You need both, because neither alone covers the failure surface.
Offline catches regressions before they ship; online catches what offline could not have known to test. The two together form the gate-and-monitor pair that lets you actually move:
- Offline gates promotion — no green offline run, no promotion of a new release triple from rollout-and-versioning beyond shadow.
- Online watches behavior after promotion — anomaly-detect on the live signal, escalate to a flag flip (or a kill switch) if a metric regresses on real users.
- The feedback loop closes — production traces that surfaced a novel failure mode become tomorrow's offline tasks; this is the "production-to-eval flywheel" from eval-driven-agent-development.
Skipping offline because "we'll catch it online" is the team that learns about every regression through a customer ticket. Skipping online because "the offline suite passes" is the team that ships a change that scores +3 in CI and −15 in real usage and finds out a week later.
The bridges: shadow mode, replay, dark launches.
The two modes are not as far apart as the labels suggest. Three patterns sit on the bridge between them and are usually higher-leverage than either pure mode:
- Shadow mode — the candidate runs in parallel with the live system on real traffic, but only the live system's output reaches the user. You compare the two offline, on real distribution, with zero user risk. The best first gate for a model snapshot bump.
- Replay — captured production traces are re-run against a candidate as if they were offline tasks. Distribution is real; cost is paid once; you can stamp every replay with its original release triple to debug behavior drift.
- Dark launches — the new behavior is fully live for a tiny slice of internal traffic that scores it without acting on the result. Used to validate a scoring rubric or a judge before you bet a real release on it.
All three give you "online distribution at offline risk" — the part of the eval surface where most of the real work gets done.
The cost asymmetry — and how to budget it.
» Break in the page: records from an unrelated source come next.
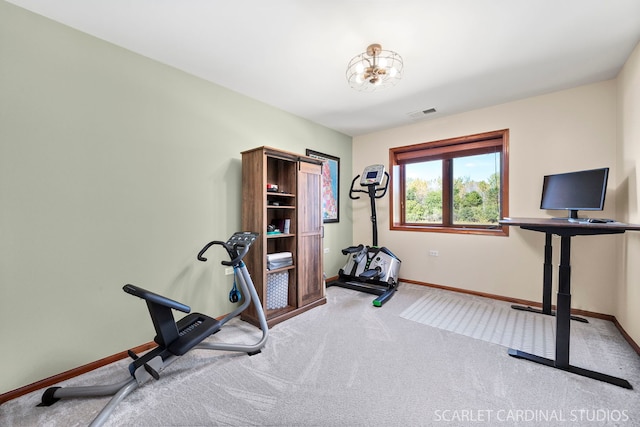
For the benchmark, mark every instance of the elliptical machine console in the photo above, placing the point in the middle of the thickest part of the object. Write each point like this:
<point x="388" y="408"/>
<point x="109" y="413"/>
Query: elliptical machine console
<point x="370" y="269"/>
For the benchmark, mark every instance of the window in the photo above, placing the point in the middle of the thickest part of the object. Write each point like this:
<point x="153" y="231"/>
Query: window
<point x="458" y="185"/>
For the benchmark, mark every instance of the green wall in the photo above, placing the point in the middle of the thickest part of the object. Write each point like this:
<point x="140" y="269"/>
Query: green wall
<point x="116" y="169"/>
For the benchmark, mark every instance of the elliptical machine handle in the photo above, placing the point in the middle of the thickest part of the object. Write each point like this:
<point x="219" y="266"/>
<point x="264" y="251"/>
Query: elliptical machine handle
<point x="207" y="246"/>
<point x="243" y="251"/>
<point x="352" y="190"/>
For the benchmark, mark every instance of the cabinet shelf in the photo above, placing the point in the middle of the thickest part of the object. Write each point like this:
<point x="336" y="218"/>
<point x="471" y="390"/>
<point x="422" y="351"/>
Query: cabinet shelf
<point x="281" y="269"/>
<point x="297" y="208"/>
<point x="279" y="235"/>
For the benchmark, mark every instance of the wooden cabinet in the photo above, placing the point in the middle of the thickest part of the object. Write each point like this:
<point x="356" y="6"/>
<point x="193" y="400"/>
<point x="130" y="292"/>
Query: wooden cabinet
<point x="295" y="210"/>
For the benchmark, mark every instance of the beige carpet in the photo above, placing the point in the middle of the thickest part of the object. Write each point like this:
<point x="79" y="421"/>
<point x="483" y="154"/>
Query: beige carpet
<point x="348" y="363"/>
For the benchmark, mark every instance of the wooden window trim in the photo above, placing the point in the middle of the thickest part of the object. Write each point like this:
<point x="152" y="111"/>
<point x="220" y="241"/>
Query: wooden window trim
<point x="446" y="149"/>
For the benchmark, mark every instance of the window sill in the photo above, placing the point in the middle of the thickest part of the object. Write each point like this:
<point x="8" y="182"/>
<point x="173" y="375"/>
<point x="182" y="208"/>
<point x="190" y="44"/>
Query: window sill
<point x="497" y="230"/>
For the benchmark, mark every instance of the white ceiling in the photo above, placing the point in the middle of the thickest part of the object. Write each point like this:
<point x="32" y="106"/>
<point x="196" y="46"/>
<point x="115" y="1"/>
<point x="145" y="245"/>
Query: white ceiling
<point x="292" y="54"/>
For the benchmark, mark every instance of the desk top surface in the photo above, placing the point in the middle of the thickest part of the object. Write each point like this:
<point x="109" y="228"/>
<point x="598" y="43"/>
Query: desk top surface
<point x="552" y="223"/>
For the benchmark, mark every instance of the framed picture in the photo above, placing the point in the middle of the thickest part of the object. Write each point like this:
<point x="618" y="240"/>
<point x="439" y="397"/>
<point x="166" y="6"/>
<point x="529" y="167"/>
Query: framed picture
<point x="330" y="186"/>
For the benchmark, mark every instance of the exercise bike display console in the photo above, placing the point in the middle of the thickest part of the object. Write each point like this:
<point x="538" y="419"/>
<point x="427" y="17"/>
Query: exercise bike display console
<point x="372" y="175"/>
<point x="370" y="269"/>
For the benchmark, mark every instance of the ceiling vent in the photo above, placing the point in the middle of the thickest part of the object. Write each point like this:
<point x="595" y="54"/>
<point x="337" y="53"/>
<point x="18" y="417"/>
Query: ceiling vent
<point x="416" y="115"/>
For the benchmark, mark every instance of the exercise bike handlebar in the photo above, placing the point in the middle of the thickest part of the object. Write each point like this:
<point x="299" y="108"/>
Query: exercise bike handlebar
<point x="373" y="193"/>
<point x="232" y="250"/>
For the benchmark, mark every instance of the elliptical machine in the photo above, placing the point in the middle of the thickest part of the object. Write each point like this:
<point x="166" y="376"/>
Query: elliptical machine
<point x="175" y="339"/>
<point x="370" y="269"/>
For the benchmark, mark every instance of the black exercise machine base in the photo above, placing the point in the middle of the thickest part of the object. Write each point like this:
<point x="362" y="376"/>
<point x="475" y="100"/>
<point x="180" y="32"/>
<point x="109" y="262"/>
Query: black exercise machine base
<point x="540" y="311"/>
<point x="569" y="368"/>
<point x="384" y="292"/>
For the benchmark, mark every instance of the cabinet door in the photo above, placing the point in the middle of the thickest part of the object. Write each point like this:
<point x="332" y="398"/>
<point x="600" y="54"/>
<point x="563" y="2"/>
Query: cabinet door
<point x="309" y="263"/>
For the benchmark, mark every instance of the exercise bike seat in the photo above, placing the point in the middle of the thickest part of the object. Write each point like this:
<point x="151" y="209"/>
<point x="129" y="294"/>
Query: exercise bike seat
<point x="176" y="337"/>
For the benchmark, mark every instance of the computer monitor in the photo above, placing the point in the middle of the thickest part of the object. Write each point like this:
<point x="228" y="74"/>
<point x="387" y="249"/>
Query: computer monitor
<point x="575" y="191"/>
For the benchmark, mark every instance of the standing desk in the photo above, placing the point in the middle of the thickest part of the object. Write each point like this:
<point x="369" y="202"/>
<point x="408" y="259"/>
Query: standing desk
<point x="565" y="229"/>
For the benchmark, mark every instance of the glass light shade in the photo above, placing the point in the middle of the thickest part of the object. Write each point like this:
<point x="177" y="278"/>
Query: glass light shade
<point x="374" y="69"/>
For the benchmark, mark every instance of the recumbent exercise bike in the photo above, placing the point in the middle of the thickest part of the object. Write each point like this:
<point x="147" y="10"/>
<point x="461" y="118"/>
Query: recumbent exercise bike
<point x="370" y="269"/>
<point x="174" y="339"/>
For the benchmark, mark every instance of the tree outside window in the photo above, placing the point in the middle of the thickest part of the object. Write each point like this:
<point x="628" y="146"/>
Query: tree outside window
<point x="455" y="185"/>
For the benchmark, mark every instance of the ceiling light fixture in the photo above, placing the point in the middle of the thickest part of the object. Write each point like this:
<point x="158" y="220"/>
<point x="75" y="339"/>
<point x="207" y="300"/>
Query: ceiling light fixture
<point x="374" y="69"/>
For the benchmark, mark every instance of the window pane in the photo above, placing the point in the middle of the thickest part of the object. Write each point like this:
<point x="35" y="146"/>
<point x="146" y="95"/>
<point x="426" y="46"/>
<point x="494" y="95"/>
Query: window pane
<point x="476" y="189"/>
<point x="423" y="192"/>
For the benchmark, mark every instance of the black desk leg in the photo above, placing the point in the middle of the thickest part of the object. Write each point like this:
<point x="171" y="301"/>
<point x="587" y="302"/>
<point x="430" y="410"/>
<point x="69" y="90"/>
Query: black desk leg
<point x="547" y="281"/>
<point x="563" y="327"/>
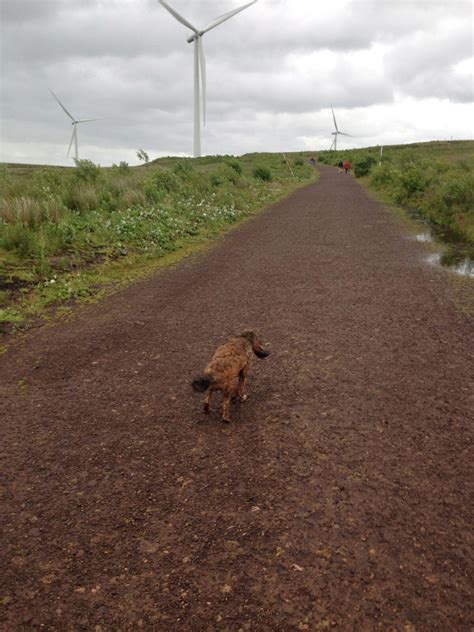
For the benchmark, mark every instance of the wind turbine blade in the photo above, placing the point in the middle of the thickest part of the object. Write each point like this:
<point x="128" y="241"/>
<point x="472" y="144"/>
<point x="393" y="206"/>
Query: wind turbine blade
<point x="225" y="17"/>
<point x="334" y="118"/>
<point x="72" y="138"/>
<point x="202" y="64"/>
<point x="178" y="17"/>
<point x="68" y="113"/>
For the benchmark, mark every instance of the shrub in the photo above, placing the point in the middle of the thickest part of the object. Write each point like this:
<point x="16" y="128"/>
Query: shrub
<point x="19" y="238"/>
<point x="22" y="210"/>
<point x="235" y="165"/>
<point x="363" y="166"/>
<point x="262" y="173"/>
<point x="82" y="198"/>
<point x="183" y="169"/>
<point x="86" y="170"/>
<point x="123" y="167"/>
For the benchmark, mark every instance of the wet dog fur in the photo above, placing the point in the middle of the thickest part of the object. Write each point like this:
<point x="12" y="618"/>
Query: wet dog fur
<point x="227" y="371"/>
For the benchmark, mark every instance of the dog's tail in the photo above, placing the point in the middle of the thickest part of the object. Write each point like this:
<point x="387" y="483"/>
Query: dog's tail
<point x="202" y="383"/>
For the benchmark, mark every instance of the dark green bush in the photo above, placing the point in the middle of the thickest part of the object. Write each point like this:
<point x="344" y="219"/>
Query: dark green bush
<point x="262" y="173"/>
<point x="363" y="166"/>
<point x="86" y="170"/>
<point x="235" y="165"/>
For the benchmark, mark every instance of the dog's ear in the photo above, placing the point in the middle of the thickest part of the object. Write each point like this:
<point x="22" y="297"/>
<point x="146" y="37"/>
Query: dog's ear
<point x="249" y="335"/>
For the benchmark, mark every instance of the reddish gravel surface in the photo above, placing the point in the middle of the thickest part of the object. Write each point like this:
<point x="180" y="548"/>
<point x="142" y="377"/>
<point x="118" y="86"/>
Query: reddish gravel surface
<point x="339" y="496"/>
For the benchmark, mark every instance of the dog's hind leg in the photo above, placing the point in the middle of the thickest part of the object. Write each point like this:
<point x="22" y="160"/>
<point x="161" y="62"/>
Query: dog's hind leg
<point x="242" y="384"/>
<point x="207" y="402"/>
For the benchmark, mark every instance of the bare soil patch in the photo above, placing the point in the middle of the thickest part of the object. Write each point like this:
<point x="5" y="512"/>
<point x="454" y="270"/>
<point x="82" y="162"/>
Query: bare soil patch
<point x="338" y="498"/>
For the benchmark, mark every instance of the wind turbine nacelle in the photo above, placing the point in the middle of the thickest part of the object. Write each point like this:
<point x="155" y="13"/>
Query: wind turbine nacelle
<point x="191" y="38"/>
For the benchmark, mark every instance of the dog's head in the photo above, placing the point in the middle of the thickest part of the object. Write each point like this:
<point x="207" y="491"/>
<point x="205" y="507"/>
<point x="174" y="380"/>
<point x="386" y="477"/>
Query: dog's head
<point x="257" y="346"/>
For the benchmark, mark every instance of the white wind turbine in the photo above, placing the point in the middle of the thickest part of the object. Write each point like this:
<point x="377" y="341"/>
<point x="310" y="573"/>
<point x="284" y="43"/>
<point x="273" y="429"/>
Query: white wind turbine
<point x="200" y="65"/>
<point x="336" y="133"/>
<point x="75" y="123"/>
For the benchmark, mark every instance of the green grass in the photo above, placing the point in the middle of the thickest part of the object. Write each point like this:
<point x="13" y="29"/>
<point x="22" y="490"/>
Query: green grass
<point x="435" y="179"/>
<point x="72" y="234"/>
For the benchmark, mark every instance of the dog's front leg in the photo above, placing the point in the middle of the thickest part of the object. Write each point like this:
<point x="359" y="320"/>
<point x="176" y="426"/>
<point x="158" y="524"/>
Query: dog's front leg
<point x="226" y="407"/>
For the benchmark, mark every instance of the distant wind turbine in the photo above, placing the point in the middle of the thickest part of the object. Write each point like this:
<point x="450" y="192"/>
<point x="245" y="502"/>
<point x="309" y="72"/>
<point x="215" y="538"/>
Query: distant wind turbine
<point x="75" y="122"/>
<point x="200" y="65"/>
<point x="336" y="133"/>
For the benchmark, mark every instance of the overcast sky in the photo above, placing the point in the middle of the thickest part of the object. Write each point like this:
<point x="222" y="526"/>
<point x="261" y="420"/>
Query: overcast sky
<point x="395" y="71"/>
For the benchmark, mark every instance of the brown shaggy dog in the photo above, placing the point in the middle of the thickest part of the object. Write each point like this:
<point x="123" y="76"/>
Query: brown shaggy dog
<point x="227" y="370"/>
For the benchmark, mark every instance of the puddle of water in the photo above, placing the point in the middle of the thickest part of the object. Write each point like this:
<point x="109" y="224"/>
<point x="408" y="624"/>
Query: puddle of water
<point x="424" y="237"/>
<point x="458" y="258"/>
<point x="464" y="267"/>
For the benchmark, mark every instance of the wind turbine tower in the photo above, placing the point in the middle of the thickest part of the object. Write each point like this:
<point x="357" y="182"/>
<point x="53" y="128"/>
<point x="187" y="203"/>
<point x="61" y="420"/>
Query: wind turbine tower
<point x="336" y="133"/>
<point x="75" y="123"/>
<point x="200" y="66"/>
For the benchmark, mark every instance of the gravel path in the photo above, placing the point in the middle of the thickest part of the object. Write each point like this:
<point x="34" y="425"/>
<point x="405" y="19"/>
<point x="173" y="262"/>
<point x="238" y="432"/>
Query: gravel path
<point x="338" y="498"/>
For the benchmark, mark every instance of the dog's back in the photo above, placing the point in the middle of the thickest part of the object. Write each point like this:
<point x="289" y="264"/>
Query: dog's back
<point x="227" y="362"/>
<point x="227" y="370"/>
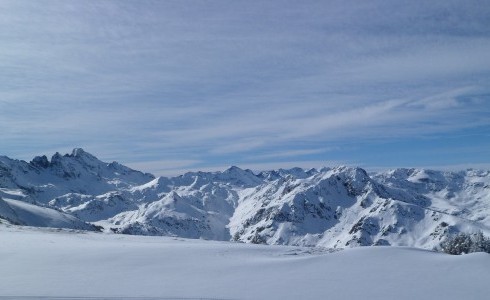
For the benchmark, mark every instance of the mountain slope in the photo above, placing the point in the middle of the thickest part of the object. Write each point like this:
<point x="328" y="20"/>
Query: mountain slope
<point x="331" y="207"/>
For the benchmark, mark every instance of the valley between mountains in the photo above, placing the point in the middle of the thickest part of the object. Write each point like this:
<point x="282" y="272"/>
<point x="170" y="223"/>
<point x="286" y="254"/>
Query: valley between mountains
<point x="334" y="207"/>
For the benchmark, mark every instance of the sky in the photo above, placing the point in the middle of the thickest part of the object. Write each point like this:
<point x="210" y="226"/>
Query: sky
<point x="173" y="86"/>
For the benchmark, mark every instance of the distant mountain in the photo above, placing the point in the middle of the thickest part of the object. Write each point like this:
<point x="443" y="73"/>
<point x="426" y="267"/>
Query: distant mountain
<point x="331" y="207"/>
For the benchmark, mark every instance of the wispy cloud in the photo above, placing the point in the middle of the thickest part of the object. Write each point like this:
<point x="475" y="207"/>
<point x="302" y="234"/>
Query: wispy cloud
<point x="209" y="83"/>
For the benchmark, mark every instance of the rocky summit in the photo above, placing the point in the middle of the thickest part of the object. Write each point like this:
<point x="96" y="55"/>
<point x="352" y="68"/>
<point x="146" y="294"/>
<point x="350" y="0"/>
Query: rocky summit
<point x="333" y="207"/>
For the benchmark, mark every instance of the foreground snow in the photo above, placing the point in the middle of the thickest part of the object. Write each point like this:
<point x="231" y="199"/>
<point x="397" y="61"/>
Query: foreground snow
<point x="59" y="263"/>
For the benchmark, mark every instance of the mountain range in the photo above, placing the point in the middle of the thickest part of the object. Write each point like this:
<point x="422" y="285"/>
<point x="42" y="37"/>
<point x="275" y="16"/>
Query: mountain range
<point x="332" y="207"/>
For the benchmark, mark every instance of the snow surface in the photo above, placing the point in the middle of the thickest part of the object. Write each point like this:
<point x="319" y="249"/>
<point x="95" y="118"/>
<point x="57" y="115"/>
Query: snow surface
<point x="61" y="263"/>
<point x="332" y="207"/>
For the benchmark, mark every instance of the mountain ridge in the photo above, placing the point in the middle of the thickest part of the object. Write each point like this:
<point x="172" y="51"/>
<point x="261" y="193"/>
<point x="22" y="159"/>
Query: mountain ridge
<point x="331" y="207"/>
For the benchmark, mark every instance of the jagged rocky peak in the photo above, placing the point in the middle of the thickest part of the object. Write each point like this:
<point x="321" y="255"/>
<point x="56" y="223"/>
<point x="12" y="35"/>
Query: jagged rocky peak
<point x="40" y="161"/>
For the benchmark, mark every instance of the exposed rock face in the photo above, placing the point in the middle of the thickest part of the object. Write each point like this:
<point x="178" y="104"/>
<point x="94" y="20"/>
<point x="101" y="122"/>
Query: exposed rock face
<point x="331" y="207"/>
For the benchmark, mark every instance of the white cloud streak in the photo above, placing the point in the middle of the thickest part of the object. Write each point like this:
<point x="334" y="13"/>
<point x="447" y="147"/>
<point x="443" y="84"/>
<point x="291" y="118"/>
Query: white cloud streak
<point x="215" y="81"/>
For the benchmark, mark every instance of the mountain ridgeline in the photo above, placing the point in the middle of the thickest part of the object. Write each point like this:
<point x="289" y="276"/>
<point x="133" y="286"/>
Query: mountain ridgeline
<point x="332" y="207"/>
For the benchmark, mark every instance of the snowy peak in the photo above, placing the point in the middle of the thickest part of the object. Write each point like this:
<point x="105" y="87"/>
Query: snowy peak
<point x="331" y="207"/>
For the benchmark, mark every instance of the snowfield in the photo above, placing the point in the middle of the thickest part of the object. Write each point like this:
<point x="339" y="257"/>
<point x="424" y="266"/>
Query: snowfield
<point x="48" y="263"/>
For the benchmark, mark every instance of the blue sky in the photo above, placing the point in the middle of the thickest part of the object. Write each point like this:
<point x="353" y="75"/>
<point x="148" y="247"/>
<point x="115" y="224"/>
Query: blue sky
<point x="172" y="86"/>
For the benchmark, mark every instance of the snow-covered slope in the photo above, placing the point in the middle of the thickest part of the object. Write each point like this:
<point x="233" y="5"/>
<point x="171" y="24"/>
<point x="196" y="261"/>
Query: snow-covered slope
<point x="23" y="213"/>
<point x="331" y="207"/>
<point x="39" y="264"/>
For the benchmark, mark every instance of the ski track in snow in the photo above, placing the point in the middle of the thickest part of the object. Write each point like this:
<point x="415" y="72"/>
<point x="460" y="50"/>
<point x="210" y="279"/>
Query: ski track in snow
<point x="40" y="263"/>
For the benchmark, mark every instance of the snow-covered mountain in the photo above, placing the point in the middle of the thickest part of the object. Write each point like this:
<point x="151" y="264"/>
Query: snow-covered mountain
<point x="331" y="207"/>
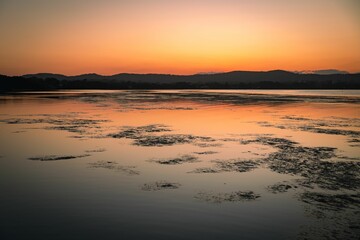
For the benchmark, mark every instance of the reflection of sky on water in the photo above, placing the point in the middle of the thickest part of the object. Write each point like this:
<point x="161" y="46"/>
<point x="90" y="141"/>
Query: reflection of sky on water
<point x="73" y="198"/>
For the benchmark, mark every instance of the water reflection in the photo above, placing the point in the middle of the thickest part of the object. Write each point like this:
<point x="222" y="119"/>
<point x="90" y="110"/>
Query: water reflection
<point x="180" y="164"/>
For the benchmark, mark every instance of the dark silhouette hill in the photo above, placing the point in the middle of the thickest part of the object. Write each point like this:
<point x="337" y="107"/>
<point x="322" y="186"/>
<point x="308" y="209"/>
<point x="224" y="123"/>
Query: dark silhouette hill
<point x="276" y="79"/>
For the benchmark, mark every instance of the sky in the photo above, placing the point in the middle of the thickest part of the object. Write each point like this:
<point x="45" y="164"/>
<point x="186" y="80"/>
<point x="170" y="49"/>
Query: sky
<point x="178" y="36"/>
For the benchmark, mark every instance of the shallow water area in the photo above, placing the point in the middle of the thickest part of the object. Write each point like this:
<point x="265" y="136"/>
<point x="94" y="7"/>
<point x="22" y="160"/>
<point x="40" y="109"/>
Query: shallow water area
<point x="181" y="164"/>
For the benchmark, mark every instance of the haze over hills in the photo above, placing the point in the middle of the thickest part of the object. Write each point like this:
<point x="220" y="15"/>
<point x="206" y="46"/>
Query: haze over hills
<point x="231" y="77"/>
<point x="276" y="79"/>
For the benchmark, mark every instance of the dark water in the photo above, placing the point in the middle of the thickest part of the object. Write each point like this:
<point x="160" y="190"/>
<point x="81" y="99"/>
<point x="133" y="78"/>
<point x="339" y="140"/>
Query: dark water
<point x="180" y="165"/>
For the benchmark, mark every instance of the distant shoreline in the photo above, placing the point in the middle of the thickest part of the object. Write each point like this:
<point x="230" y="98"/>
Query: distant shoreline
<point x="271" y="80"/>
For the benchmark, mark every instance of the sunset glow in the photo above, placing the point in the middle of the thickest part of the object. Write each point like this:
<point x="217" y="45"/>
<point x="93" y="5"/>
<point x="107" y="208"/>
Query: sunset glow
<point x="179" y="37"/>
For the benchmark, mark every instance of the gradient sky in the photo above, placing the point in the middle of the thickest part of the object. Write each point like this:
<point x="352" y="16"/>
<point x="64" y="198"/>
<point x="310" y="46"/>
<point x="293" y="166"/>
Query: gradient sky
<point x="177" y="36"/>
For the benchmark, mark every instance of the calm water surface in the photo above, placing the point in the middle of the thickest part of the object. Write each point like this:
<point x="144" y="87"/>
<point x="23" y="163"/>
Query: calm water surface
<point x="180" y="165"/>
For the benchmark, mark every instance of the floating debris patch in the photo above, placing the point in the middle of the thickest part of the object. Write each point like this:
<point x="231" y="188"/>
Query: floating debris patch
<point x="160" y="185"/>
<point x="130" y="170"/>
<point x="237" y="196"/>
<point x="57" y="157"/>
<point x="333" y="202"/>
<point x="137" y="132"/>
<point x="178" y="160"/>
<point x="234" y="165"/>
<point x="146" y="136"/>
<point x="310" y="163"/>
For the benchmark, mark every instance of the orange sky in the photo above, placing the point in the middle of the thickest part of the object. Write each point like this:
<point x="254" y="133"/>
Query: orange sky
<point x="178" y="36"/>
The two modes burn different things. Offline eval burns engineering hours to author and maintain the task set, machine time per eval run, and the cost of grading (judge or human). Online eval burns real tokens on real users — every "scored" request costs the same as a normal one — plus the operational cost of the scoring pipeline and the trust cost of any wrong action that landed before the score caught it.
The budget that holds up: a fast offline gate on every push (cheap, narrow, catches obvious regressions); the full offline suite nightly or per-release-candidate (broader, decisive on promotion); online scoring on a sampled fraction of production (1–10%, sized to the cost), continuous; full online review of any cohort flagged by an online anomaly (human-in-the-loop). The mistake to avoid is paying the price of "online for everything, always" — most regressions can be caught for an order of magnitude less with the offline+sample combination, and the savings buy you the human review that actually catches the subtle ones.